# BIOFit Correction Saddle Pad



## SouthernTrails (Dec 19, 2008)

.

Have not used that exact Brand but one similar.

They work well on some Horses that have Hollow Depressions Below the Wither area or a lack of muscle tone.

They do not work if someone is only using the pad to try to only make a too wide Saddle fit properly since they pad does not change the bar angle of the Saddle.


.


----------



## gssw5 (Jul 30, 2013)

I have that exact pad for my QH, I love it. After spending hundreds of dollars on pads I found that one and it was the magic pad I needed to keep him from getting sore without getting a custom saddle made for him. 

He has wide shoulders, and nothing behind them, he is kind of built like a triangle. He has a strong top line he is just built funny. The built up part of the pad fills in the hollow area and keeps the saddle from putting pressure there. He had begun to develop white hairs on either side of his withers, I have been using that pad for around 6 months now and the white hairs are about gone.


I paid about $150 for it at one of the tack supply stores near me.


----------



## Drifting (Oct 26, 2011)

I've used this pad and it worked awesome. I had an appaloosa with atrophy behind his shoulder blades. It really helped with keeping him comfortable and saddle fit. I was lucky enough to find mine used for 100 - shipped. They are VERY easy to resell if you end up not needing it later. I always see people on facebook looking for used ones.

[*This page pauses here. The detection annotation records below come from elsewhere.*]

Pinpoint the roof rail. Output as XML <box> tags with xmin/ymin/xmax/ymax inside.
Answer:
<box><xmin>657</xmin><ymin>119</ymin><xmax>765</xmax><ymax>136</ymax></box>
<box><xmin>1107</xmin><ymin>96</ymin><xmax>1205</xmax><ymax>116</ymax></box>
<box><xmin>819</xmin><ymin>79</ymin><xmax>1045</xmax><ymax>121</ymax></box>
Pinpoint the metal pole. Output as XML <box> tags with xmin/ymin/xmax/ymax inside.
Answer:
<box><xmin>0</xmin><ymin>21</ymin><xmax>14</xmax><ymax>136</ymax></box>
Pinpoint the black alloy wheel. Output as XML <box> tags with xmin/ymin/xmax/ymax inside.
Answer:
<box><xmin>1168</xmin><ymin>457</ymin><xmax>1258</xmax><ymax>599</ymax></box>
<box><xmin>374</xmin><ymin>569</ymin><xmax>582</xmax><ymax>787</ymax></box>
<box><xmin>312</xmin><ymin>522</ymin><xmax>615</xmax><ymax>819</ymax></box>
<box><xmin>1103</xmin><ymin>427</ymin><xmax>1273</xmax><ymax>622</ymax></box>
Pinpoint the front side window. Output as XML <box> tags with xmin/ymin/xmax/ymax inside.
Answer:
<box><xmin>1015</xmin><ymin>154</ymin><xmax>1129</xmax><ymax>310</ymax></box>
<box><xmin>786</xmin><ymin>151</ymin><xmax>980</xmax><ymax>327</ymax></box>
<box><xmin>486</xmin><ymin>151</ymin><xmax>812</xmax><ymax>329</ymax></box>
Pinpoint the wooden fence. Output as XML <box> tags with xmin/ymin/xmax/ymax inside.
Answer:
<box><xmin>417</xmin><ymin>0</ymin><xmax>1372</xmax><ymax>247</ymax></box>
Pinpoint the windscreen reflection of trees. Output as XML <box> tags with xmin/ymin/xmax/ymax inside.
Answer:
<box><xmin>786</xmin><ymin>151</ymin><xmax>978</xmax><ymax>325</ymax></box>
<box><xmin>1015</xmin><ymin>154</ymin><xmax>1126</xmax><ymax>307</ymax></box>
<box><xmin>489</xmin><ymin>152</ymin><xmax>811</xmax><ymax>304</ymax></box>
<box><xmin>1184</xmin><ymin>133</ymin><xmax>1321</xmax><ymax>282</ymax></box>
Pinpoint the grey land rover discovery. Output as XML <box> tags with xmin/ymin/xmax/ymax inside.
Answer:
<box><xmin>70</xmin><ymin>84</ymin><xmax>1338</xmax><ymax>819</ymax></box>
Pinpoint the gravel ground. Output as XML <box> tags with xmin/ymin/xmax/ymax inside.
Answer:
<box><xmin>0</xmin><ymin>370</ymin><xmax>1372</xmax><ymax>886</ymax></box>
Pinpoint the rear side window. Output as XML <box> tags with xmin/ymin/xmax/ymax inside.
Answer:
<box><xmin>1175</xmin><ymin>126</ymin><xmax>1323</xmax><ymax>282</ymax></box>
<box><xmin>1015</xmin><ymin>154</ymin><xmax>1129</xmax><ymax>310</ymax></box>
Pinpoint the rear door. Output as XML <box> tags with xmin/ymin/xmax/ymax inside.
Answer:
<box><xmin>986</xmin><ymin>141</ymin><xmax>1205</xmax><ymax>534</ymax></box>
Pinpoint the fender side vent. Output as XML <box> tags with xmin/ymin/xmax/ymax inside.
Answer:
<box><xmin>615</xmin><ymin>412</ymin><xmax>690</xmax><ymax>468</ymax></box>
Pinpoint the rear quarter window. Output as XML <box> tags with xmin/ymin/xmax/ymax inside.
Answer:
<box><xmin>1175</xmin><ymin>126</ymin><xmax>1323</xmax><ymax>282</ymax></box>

When I sold mine, It only took me 3 hours from posting it to paypal payment to sell.


----------



## SarahStorms (Sep 8, 2014)

I ordered it, its worth a try. I know saddle pads dont fix an ill fitting saddle. But my saddle is a little wide for my horse right now and I am working on putting more muscle on him (he had beeen sitting in a pasture for 4 years before I got to him) and I dont want to buy a SQHB saddle to have it not fit down the road... If it doesnt work I can sell/return it!


----------